The whole business of Prudence’s engagement was profoundly exasperating to him. It obtruded itself at unexpected moments with an insistence that was to his way of thinking indecent. It interfered with his arrangements. So many hours of her time were given to letter writing that the size of the weekly epistle was ever a matter of suspicious amazement to him.
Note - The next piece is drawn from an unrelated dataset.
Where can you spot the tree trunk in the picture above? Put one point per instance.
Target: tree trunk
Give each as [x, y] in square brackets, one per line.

He had no means of knowing how long those bald sentences which Prudence sprawled largely with a generous marginal space over the sheet of notepaper took in their composition. He suspected that she wrote reams to the fellow and posted them on the sly.

The regular arrival of Mr Morgan’s weekly effusion was a further irritation. This was handed usually to Prudence across the breakfast table with ponderous playfulness on brother William’s part, and a show of sly surreptitiousness, that drew general attention to the transit from his pocket to her reluctant hand.

The sorting of the letters was accompanied by such facetious subtleties as “Do we behold a billet doux?” or the murmured misquotation: “He sent a letter to his love.” And the bulky envelope would be passed to her to the accompaniment of appreciative giggles from his sisters, and received by Prudence with as unconcerned an air as the trying circumstances made possible, and left by her lying unopened on the table exposed to the general gaze while she finished her meal. She carried her letter away with her and read it in the privacy of her room.

“I can’t think how you stand it,” Bobby said once, when they were alone together. “If Uncle William made such fatuous remarks to me I’d hit him.”

“I won’t give him the satisfaction of seeing how he annoys me,” she answered. “William would vulgarise the most sacred thing.”

“You aren’t for calling this luke-warm affair sacred, I hope?” Bobby asked with fine sarcasm. Whereupon she smiled suddenly and pulled his scornful young face down to hers and kissed it.

“It’s one way out,” she explained; and he was silent in face of the reasonableness of her reply.